Dear Nathan Halpern & Chris Ruggiero,
Minding the Gap is a bit like a collage. It’s scattered, disjointed, and only as good as the sum of its parts. Though the film might seem disorganized and unfocused at times, it also has a strange ability to be genuinely emotional. A lot of that is due to your soundtrack.
The music is minimal and sparingly deployed. It keeps everything together with an emotional consistency that’s rare and powerful. Even when some of the sequences seem like they don’t belong—or you can’t understand where the film is going—your soundtrack reassures us that we’re in good hands, cultivating a haunting feeling of sentimentality and relatability.
Those hands mainly belong to Bing Lui, who claims staggering amount of credits on the film (director, editor, producer and the director of photography). He follows his friends and family over the course of several years, interviewing and even scrutinizing them. It’s a deeply personal film about dreams, skateboarding, the relationships between friends, parents, and the cyclical nature of abuse. It’s a personal vision. But he didn’t make the music, you did. And since every aspect of the film seems so singularly controlled, I can’t help but wonder how much room you had to experiment creatively and try new things.
The subjects of the movie are charismatic, and intriguing. Stylistically, Liu’s camera drifts through space and history, capturing hilarious and tragic moments throughout a long span of time. If this style sounds bloated, it absolutely is at times—but after a while I found myself deeply invested and not necessarily minding.
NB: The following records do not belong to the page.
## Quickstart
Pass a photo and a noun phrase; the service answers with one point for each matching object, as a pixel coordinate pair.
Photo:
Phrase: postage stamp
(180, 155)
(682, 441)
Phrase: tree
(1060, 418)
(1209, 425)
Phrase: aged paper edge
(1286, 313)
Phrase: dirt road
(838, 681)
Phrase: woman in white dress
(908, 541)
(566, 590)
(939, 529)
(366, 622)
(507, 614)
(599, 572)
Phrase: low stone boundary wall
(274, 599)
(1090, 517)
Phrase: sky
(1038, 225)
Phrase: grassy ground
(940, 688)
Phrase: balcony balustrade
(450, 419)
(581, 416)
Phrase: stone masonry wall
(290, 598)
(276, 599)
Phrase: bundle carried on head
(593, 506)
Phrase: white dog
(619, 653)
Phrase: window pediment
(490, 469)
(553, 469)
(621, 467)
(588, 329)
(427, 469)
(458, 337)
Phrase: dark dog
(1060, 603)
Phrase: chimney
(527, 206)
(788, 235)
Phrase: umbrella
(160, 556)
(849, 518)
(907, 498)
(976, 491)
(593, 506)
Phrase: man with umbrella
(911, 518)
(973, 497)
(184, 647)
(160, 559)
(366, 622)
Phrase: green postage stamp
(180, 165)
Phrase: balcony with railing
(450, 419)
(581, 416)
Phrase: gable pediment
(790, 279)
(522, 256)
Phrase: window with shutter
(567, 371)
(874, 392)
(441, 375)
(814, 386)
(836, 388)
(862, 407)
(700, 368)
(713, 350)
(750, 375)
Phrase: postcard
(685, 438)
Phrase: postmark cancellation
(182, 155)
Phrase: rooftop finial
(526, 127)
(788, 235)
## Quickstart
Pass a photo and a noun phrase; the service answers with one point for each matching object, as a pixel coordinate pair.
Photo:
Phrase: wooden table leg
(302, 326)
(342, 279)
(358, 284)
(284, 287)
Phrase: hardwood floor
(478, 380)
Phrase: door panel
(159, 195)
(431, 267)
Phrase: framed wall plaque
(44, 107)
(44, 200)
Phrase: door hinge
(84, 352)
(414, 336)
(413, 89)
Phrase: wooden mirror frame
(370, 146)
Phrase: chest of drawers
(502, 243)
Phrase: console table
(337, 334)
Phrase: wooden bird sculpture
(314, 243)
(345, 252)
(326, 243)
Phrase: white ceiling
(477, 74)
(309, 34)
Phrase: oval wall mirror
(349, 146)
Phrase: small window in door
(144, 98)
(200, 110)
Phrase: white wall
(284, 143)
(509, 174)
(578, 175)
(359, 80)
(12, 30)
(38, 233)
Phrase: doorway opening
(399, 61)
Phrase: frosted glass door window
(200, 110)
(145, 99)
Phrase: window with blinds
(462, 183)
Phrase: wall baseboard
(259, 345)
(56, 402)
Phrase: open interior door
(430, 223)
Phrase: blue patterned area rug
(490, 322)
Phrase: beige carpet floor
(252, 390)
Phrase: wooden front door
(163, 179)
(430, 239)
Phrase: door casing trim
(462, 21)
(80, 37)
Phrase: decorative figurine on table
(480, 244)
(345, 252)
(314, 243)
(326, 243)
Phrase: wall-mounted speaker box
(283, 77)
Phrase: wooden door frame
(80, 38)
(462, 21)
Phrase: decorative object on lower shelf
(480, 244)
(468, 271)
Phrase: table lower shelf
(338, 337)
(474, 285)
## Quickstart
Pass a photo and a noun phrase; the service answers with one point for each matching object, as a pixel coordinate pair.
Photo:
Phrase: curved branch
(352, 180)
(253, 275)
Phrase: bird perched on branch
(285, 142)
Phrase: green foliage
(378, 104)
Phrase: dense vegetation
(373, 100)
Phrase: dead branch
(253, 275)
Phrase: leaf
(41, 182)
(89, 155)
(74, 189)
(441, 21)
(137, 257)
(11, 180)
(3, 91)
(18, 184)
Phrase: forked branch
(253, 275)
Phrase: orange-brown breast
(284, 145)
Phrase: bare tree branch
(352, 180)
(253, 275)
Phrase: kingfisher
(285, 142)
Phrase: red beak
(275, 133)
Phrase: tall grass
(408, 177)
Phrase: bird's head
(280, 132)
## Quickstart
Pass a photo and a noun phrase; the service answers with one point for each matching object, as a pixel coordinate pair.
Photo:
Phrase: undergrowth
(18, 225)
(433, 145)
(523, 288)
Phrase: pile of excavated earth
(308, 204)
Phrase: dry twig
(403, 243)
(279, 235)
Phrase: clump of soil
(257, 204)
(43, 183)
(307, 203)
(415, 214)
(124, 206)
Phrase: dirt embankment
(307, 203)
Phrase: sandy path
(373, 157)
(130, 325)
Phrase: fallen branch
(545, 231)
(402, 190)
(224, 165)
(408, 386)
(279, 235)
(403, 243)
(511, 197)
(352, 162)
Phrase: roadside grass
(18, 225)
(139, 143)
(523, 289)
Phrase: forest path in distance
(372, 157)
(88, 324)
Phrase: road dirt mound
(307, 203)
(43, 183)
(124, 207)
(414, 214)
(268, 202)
Your score ties everything together on a thematic level, especially in the last quarter of the film, when the film is at its best.
Your work in the opening of the movie, accompanying the images of the three main characters skateboarding on the roof of a parking garage, is nothing short of masterful. Liu’s steady and fluid camera movements with your music are spellbinding. These skateboarding sequences and vignettes of abusive personal lives might seem alien to many viewers, but matching the right music with the characters makes their humanity accessible. It’s a prescient glimpse into the realities that affect so many of America’s youth, and it really wouldn’t be the same without both of your contributions.
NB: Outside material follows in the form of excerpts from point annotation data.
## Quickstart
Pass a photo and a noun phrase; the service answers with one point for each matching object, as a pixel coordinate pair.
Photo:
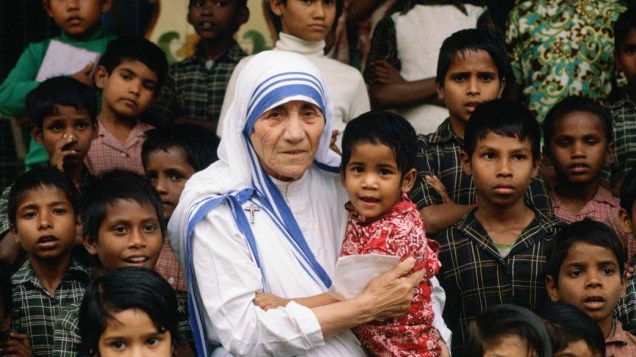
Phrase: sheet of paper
(353, 273)
(63, 59)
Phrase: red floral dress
(399, 232)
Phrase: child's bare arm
(268, 301)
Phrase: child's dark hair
(628, 191)
(572, 104)
(279, 26)
(504, 320)
(60, 91)
(123, 289)
(502, 117)
(566, 324)
(625, 22)
(100, 192)
(470, 40)
(198, 144)
(382, 128)
(135, 49)
(39, 178)
(585, 231)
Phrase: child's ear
(466, 166)
(553, 290)
(37, 133)
(106, 6)
(100, 77)
(276, 6)
(408, 180)
(625, 221)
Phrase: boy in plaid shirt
(43, 215)
(495, 253)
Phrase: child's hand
(439, 187)
(62, 151)
(268, 301)
(18, 344)
(84, 75)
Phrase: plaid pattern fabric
(475, 276)
(107, 153)
(5, 226)
(604, 208)
(168, 267)
(35, 309)
(625, 312)
(621, 343)
(624, 113)
(439, 154)
(193, 91)
(66, 338)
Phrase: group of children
(500, 241)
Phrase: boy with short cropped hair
(79, 22)
(129, 74)
(624, 110)
(171, 155)
(63, 120)
(470, 71)
(586, 266)
(494, 254)
(44, 217)
(123, 225)
(626, 310)
(578, 139)
(195, 87)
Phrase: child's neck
(118, 126)
(50, 272)
(575, 196)
(212, 50)
(504, 224)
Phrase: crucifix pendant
(252, 209)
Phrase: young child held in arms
(470, 71)
(508, 330)
(63, 119)
(44, 217)
(129, 74)
(123, 225)
(572, 333)
(626, 310)
(79, 22)
(377, 169)
(586, 266)
(131, 311)
(195, 87)
(171, 155)
(578, 142)
(495, 253)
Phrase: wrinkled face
(590, 279)
(128, 90)
(626, 57)
(373, 180)
(45, 223)
(471, 79)
(309, 20)
(579, 148)
(501, 168)
(509, 346)
(68, 132)
(168, 171)
(76, 17)
(131, 333)
(129, 235)
(215, 19)
(286, 138)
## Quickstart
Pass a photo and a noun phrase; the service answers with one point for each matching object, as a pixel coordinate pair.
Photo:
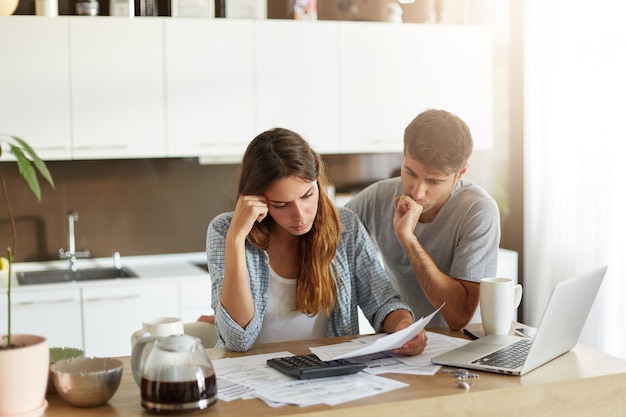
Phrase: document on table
(250, 377)
(388, 362)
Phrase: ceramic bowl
(57, 354)
(87, 382)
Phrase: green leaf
(39, 164)
(28, 172)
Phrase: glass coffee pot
(176, 375)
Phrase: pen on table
(470, 334)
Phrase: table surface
(580, 382)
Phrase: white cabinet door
(377, 84)
(210, 92)
(112, 314)
(195, 297)
(34, 83)
(117, 90)
(297, 80)
(55, 314)
(456, 74)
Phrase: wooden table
(583, 382)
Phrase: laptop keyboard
(509, 357)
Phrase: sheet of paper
(391, 341)
(238, 378)
(331, 391)
(389, 362)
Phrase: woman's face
(292, 204)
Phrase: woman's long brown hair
(280, 153)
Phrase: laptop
(558, 332)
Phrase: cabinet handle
(57, 301)
(98, 147)
(112, 298)
(50, 148)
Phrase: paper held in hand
(392, 341)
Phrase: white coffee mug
(498, 298)
(158, 327)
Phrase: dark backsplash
(143, 206)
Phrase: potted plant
(24, 359)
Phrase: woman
(287, 264)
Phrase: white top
(281, 321)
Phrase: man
(438, 234)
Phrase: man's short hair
(439, 140)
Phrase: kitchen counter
(180, 265)
(99, 316)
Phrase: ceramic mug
(498, 298)
(158, 327)
(153, 329)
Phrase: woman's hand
(401, 319)
(249, 209)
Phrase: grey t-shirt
(463, 239)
The film is heartbreaking, and also full of laughs. It has a duality of emotion that so many films with many multiples of this budget can only hope to ascertain. I will admit it felt a little long—but the editing is mostly excellent. There’s brilliant juxtaposition at play on the screen, stringing together so many perspectives and situations.
It’s very rare that I have complete reversal of opinion while watching a movie—I loved your soundtrack from the start, but I wasn’t so sure about everything else. The film slowly crept up on me, and by the end every part of my attention and emotion were invested. I was listening not only to the incredibly important stories of the characters but also to your beautiful music.
This film is a tremendous achievement; so of course it goes without saying that I’m very much looking forward to seeing (and hearing) what you do next.